Back in our March 27 commentary, I wrote about how we saw rallies toward the end of the month during the 2008 - 2009 bear market, only to see stocks head back down when the new month started, or there about. It seems like that is happening again, but there was one interesting development that happened in December 2008 marked "interesting" in the chart below.
The pattern looks similar to what we've seen over the last few weeks. That is, a sharp decline, followed by a rally into the end of November 2008, which failed big time on the 1st of December, but stocks reversed higher again right after that one-day decline. The action remained quite choppy but it took about 6 - 7 weeks before that December 1 low was hit again.
The fear levels are rising as the coronavirus numbers rise, but also as we get closer to the highly anticipated March jobs report on Friday. Estimates are looking for a loss of 150,000 jobs and an unemployment rate of 4.0%. I can tell in that 2008 chart that stocks fell again on the day before the jobs report (Dec. 4), only to see a positive outside reversal day on December 5th, the day of that jobs report.
Who knows how it will play out, but if you're looking for some possible scenarios for the rest of this week, and after, that December 2008 action may be helpful. One major difference is the the market was well off the highs time-wise back then, where the top was put in a year earlier, where now it's been just 6 weeks since the all-time highs.
I'm clearly just speculating as we try to figure out how this will play out. So far, as difficult as it has been to watch, we've plummeted to the recent lows, got a relief rally, and now it is pointing toward testing those lows. It's not that out of the ordinary. What has been out of the ordinary is the speed at which the market declined about 30%.
We saw some big one-day rallies after major sell-offs in March, and I see the futures are bouncing some after hours on Wednesday evening so that could happen again, but how many investors are going to want to be long (in stocks) before the jobs report on Friday? Also, in hindsight, all of those rallies would have been good selling opportunities, except for the one on March 23. Please don't act on this, but I have a suspicion that we could end up getting a rally after the jobs report is released on Friday, if it is anywhere inline with estimates.
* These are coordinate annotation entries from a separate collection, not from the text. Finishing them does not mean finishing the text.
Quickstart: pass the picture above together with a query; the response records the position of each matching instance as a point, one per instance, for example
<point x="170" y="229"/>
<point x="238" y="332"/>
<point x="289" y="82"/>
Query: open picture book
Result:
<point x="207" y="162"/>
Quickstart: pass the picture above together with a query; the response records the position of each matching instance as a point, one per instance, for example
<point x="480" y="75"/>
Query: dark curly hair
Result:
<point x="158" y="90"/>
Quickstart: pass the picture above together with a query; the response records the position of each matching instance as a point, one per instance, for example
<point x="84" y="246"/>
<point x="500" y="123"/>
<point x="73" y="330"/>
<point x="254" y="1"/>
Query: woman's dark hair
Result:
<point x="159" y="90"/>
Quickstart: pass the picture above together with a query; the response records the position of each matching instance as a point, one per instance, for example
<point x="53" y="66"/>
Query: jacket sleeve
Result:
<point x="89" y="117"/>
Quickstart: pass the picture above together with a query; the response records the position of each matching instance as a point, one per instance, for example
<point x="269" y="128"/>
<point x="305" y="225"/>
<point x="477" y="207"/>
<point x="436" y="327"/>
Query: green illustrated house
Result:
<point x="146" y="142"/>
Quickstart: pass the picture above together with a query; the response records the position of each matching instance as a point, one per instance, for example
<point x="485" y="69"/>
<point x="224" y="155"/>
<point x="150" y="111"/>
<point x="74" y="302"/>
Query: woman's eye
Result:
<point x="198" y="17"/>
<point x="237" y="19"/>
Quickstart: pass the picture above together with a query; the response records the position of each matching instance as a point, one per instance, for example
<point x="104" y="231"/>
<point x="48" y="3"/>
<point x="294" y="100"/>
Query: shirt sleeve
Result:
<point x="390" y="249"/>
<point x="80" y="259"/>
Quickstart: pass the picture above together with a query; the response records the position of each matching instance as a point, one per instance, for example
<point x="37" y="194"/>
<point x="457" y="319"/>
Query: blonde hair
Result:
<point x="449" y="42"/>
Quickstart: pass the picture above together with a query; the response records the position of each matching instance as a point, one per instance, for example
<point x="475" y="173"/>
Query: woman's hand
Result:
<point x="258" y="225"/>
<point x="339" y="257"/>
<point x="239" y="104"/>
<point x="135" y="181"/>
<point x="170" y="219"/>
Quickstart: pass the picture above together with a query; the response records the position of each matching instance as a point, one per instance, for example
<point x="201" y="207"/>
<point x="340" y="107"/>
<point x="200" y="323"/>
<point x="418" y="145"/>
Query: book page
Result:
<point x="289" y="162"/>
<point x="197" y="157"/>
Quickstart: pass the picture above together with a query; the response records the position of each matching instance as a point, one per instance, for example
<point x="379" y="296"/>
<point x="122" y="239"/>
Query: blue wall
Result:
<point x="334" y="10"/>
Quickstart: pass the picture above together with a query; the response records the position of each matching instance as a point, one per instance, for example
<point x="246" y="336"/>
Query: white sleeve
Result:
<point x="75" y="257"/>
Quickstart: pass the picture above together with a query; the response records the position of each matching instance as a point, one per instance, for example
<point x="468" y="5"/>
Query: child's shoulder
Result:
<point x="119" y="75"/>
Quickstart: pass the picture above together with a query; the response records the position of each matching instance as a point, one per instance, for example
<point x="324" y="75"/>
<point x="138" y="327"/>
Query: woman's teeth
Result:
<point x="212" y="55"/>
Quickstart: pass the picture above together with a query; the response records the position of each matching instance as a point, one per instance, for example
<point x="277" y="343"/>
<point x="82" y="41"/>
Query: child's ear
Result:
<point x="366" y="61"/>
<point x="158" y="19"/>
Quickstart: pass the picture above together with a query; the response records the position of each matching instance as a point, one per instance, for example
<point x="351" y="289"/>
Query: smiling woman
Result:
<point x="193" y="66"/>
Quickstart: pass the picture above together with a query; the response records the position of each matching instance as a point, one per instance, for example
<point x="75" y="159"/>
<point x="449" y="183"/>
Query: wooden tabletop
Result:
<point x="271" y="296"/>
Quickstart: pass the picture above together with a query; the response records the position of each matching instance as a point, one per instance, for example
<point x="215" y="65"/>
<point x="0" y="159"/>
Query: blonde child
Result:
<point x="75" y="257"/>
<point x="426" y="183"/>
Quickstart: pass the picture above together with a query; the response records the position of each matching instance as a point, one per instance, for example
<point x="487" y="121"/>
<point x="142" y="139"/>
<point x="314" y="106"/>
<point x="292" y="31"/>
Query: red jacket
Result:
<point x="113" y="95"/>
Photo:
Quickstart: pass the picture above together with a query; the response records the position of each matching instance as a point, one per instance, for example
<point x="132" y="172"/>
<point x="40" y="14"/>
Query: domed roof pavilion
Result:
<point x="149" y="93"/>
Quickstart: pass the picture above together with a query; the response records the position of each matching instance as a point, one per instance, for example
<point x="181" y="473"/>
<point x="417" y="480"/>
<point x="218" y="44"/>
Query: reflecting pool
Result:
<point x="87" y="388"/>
Of course if it comes in with a loss of a million jobs, that would be a different story.
The S&P 500 (C-fund) was trying to form a small bullish flag in the recent days but in the end the double dose of resistance from the 20-day EMA (green line) and the descending resistance line off the highs, was too much in this bear market for a sustained rally. There are now open gaps on both sides of the current levels so in the short-term either can get filled, and with the jobs report coming up on Friday, I'm guessing one will get filled by the end of the week.
The DWCPF (S-fund) took a 6% hit on Wednesday as it also failed at its resistance line off the highs. The triple bottom low we saw in the middle of March looks like a fairly stable low, but you never know, especially with the economic data that we are all dreading, coming out in the coming weeks.
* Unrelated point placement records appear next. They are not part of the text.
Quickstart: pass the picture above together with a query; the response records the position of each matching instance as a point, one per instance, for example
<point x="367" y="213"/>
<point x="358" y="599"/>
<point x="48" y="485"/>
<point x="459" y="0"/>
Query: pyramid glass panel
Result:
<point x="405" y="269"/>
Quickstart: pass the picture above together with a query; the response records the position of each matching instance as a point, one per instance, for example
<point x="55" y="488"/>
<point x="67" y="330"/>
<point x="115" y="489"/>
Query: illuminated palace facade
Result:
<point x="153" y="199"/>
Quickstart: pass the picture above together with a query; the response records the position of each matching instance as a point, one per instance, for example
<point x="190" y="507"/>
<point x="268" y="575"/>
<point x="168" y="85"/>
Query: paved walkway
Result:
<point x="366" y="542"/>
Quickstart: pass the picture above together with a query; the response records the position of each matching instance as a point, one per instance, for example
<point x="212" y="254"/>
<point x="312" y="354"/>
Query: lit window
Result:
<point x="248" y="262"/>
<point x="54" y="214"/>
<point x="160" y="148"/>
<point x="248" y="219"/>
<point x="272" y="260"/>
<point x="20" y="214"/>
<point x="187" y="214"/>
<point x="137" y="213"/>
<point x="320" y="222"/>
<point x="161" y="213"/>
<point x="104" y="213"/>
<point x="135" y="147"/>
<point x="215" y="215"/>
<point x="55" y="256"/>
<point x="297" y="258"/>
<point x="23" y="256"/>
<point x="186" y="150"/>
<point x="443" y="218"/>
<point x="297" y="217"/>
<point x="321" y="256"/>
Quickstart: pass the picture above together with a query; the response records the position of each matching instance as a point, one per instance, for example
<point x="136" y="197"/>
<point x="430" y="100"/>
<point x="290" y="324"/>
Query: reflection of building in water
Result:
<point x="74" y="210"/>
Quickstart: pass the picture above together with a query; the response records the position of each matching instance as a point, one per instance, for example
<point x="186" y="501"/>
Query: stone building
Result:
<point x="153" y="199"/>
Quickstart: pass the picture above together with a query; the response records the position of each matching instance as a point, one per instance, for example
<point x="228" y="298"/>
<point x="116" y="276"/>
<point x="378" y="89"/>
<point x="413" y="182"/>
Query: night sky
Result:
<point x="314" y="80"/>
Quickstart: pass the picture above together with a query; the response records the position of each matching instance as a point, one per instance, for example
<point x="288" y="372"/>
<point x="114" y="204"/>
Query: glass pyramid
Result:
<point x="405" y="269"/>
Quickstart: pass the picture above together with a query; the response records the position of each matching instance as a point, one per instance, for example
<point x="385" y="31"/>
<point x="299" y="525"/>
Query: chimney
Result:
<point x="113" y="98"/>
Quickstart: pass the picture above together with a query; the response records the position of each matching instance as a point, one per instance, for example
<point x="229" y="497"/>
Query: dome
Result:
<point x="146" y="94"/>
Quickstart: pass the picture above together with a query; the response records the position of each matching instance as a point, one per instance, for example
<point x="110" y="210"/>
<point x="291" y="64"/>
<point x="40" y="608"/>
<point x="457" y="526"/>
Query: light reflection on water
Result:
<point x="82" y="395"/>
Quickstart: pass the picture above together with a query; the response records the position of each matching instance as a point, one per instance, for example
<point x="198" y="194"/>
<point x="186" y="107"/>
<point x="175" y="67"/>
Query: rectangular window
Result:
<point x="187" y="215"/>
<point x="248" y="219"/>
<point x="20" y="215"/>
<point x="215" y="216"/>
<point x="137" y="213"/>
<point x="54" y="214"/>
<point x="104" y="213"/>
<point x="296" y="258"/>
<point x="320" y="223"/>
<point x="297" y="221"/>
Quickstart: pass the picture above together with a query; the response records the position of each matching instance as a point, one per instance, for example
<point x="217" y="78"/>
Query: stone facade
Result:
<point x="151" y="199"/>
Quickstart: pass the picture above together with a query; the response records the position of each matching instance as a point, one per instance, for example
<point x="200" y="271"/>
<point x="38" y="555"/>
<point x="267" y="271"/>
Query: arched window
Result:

The EFA (I-fund) broke below its relief rally's support line, and like the U.S. indices, it is point toward its open gap near the prior lows.
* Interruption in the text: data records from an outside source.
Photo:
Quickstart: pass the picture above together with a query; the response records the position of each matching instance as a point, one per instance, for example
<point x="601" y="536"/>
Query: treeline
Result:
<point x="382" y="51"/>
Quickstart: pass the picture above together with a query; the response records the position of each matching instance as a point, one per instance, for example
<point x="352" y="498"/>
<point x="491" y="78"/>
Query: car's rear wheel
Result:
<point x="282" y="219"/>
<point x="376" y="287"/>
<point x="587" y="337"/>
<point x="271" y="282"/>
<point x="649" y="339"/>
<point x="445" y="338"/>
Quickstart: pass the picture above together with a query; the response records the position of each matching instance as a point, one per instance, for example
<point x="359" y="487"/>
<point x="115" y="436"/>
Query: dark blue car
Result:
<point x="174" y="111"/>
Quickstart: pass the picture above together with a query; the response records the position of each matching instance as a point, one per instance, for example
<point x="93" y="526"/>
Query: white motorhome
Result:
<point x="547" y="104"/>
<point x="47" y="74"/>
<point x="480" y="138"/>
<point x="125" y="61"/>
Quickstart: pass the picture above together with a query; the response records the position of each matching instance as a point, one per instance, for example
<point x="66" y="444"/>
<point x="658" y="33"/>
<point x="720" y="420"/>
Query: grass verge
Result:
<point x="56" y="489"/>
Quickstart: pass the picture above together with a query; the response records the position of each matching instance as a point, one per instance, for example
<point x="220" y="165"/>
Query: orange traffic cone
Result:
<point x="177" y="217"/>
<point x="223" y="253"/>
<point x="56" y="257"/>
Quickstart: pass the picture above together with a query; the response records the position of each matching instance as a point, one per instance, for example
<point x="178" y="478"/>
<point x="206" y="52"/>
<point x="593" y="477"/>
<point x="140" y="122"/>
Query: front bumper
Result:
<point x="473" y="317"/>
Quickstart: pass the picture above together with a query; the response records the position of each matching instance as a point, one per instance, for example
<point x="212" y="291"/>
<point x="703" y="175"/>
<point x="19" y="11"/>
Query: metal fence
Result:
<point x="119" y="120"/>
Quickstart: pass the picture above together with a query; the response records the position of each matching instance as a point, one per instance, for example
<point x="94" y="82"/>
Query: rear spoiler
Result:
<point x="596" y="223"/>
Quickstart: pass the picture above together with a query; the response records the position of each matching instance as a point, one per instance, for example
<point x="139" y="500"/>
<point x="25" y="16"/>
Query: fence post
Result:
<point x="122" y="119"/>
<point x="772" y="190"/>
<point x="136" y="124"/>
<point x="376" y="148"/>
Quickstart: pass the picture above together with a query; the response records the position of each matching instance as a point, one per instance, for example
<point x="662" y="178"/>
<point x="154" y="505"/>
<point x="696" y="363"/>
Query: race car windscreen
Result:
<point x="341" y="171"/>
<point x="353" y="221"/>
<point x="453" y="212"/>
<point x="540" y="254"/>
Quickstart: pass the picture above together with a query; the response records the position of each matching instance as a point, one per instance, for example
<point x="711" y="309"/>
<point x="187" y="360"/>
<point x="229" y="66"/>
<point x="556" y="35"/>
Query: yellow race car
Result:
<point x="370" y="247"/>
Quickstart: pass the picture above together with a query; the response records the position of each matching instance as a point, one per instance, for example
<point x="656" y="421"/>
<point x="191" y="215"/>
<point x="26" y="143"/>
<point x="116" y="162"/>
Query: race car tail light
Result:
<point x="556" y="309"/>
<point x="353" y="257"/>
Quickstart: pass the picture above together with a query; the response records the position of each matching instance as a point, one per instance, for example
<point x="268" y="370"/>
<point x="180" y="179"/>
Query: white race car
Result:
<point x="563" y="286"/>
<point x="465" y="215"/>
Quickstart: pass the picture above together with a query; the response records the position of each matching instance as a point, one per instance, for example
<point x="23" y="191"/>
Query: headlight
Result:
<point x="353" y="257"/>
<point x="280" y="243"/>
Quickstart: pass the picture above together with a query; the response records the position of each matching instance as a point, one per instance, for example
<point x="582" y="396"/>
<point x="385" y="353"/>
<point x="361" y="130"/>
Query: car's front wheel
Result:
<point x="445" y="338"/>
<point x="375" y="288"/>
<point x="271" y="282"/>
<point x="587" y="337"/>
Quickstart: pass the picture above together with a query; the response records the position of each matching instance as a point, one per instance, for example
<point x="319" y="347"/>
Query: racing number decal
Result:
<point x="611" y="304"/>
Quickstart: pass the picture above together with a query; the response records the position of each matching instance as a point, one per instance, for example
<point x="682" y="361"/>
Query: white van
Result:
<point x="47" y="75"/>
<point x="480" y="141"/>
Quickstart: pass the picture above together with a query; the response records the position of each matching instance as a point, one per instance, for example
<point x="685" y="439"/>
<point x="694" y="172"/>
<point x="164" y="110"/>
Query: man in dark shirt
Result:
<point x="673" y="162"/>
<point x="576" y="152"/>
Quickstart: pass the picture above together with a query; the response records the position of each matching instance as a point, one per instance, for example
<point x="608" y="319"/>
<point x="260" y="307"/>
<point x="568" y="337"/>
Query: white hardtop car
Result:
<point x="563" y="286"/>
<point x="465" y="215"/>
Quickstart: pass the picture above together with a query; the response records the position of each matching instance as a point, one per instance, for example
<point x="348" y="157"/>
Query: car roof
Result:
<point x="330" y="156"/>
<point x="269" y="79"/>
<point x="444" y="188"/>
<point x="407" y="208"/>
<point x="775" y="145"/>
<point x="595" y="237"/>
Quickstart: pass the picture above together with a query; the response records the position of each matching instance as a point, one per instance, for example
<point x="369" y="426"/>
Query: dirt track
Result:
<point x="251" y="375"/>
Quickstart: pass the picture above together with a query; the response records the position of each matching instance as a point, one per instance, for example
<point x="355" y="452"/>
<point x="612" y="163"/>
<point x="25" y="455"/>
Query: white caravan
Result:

The High Yield Corporate Bond Fund has been the canary in the coalmine for this market and as credit deteriorates, so do stocks. It looks like a "V" bottom was forming so that was encouraging, but what a different a day makes.
The yield on the 10-year Treasury is holding above 0.60%, and it is still tough to believe we're talking about a yield under 1%. It appears to want to test the March lows again, but hopefully those were some panic lows and any test will hold. I don't think it will do anyone any good to see a negative yield on the 10-year.
The AGG (bonds / F-fund) pulled back but it paid a dividend yesterday so that is why the F-fund was positive. Technically, the chart peaked at the old support line that it broke in early March. Now it seems to be acting as resistance, although that resistance is rising. The chart looks OK, but the jobs report could shake thing sup here, as well as the stock market.